Canonical architecture for data services
Start with a canonical architecture for your internal data services. Identify data producers, data sources and data consumers in your ecosystem. Ensure that a service layer is acting as an interface to ingest and serve the data. Ingestion at scale can be supported using a modern message bus (Pub/Sub), database change data capture or data ingestion framework such as Gobblin. Process the ingested data, in real-time using stream processing framework, batch processing or both - and store the processing results to appropriate data stores and databases for serving.
Plug-and-Play Architecture
A plug-and-play architecture is a must if you want to extract the maximum value out of data services. Both, data producers as well as data consumers should be able to tap into organisation's data services with less or minimum effort.
To enable the plug-and-play architecture a publish–subscribe pattern is a quite obvious choice. Technologies such as Apache Kafka and Amazon Kinesis can easily implement this pattern and highly recommended.
Data streaming and streaming analytics
Data streaming and streaming analytics will eventually replace traditional extract, transform and load (ETL) type of data analytics. Hence, design the data services for data streaming and streaming analytics. Especially if the organisation is dealing with real-time data and interested in data activation, streaming analytics performed on real-time data streams is highly valuable. A key benefit of data streaming and streaming analytics is real-time operational intelligence and KPI dashboards which can be useful for organisations across the board.
Cloud-native architecture
To support cost-effective and scalable on-demand data service use of cloud-native architecture is highly desirable. When we talk about the cloud-native architecture we are referring concepts such as stateless architecture, single point of failure (SPOF), data partitioning, etc. Public cloud or hybrid cloud, implementation of cloud-native architecture decides success and scalability of data services.
Data lake and data warehouse
As part of data services, organisations require a data lake and optionally one or more data warehouses.
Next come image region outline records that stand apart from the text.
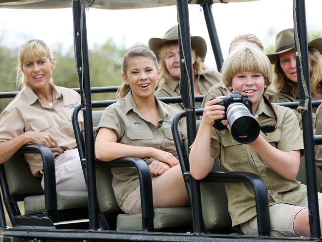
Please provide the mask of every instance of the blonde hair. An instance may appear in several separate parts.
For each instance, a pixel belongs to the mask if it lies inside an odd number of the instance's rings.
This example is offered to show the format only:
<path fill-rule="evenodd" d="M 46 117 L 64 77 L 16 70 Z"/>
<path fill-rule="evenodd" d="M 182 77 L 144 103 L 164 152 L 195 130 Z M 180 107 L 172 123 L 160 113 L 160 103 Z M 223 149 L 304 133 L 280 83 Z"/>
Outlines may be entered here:
<path fill-rule="evenodd" d="M 169 50 L 172 49 L 179 44 L 177 41 L 174 41 L 167 43 L 163 45 L 159 52 L 158 56 L 160 58 L 159 64 L 161 67 L 161 83 L 165 82 L 166 78 L 171 78 L 172 76 L 169 73 L 165 65 L 165 58 L 166 54 Z M 195 62 L 192 65 L 193 74 L 195 75 L 204 74 L 208 71 L 208 67 L 201 60 L 201 58 L 196 54 L 196 52 L 193 49 L 192 54 L 195 57 Z M 164 78 L 163 78 L 164 77 Z"/>
<path fill-rule="evenodd" d="M 322 60 L 320 52 L 315 48 L 309 48 L 309 57 L 311 60 L 310 71 L 310 84 L 311 92 L 314 93 L 317 88 L 321 85 L 322 79 Z M 289 94 L 293 92 L 294 83 L 286 77 L 280 66 L 279 58 L 274 63 L 273 72 L 273 90 L 276 92 Z"/>
<path fill-rule="evenodd" d="M 147 57 L 152 59 L 156 65 L 156 67 L 157 69 L 159 69 L 159 66 L 157 57 L 153 52 L 144 47 L 137 47 L 130 49 L 123 57 L 122 72 L 125 75 L 126 75 L 126 71 L 127 70 L 127 60 L 129 59 L 137 57 Z M 116 92 L 116 98 L 123 98 L 130 90 L 130 85 L 126 85 L 125 82 L 123 82 Z"/>
<path fill-rule="evenodd" d="M 32 60 L 35 58 L 42 58 L 48 57 L 52 61 L 54 56 L 52 50 L 48 45 L 41 40 L 31 40 L 26 41 L 21 45 L 18 51 L 18 66 L 17 67 L 17 76 L 16 85 L 17 89 L 22 86 L 22 89 L 28 87 L 31 89 L 38 97 L 41 102 L 48 103 L 47 100 L 40 93 L 37 93 L 28 81 L 28 79 L 21 71 L 24 62 Z M 50 87 L 54 86 L 52 78 L 49 82 Z"/>
<path fill-rule="evenodd" d="M 244 43 L 238 45 L 229 54 L 221 68 L 222 82 L 226 87 L 231 86 L 233 78 L 242 71 L 261 73 L 265 85 L 270 84 L 270 62 L 268 58 L 254 45 Z"/>
<path fill-rule="evenodd" d="M 253 34 L 242 34 L 239 35 L 237 35 L 232 39 L 231 42 L 230 42 L 229 51 L 228 53 L 230 53 L 233 49 L 234 49 L 241 43 L 245 42 L 255 45 L 256 46 L 258 47 L 258 48 L 260 48 L 262 51 L 264 51 L 264 47 L 263 46 L 263 43 L 257 36 L 253 35 Z"/>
A data lake backed on object-based storage repository such as Amazon S3 can hold data in its raw format until it is needed. For batch analytics, data lake and data warehouse are quite essential and compliments the streaming analytics.
Data governance, privacy and security
For most of organisation data volume and variety is continuing to expand, hence making data governance, privacy and security more difficult than ever. Organisations need to implement clear robust policies around data access, data lifecycle, data archiving and data deletion. The implementation of data access is abstracted so that it separates data producers and consumers from the data stream and data repositories.
Extensible authentication, granular access controls, and comprehensive audit logs are must if you want to establish a strong data governance and security framework. These need to be implemented at an individual component level as well as solution level - with seamless interoperability using something similar to single sign-on. For example, single authentication should be used to access a Redshift Datawarehouse and a MongoDB cluster but with varied access level as defined by components specific Access Control Lists (ACLs) or Access Control Expressions (ACEs).
Last but not least, in a highly-regulated environment such as banking or insurance data lineage i.e. ability to track back the source of data and applied changes to identify how the final data sets arose is often a quintessential requirement. Using comprehensive audit logging at each and every data manipulation stage coupled with a unique data identifier one can track down whole data lineage.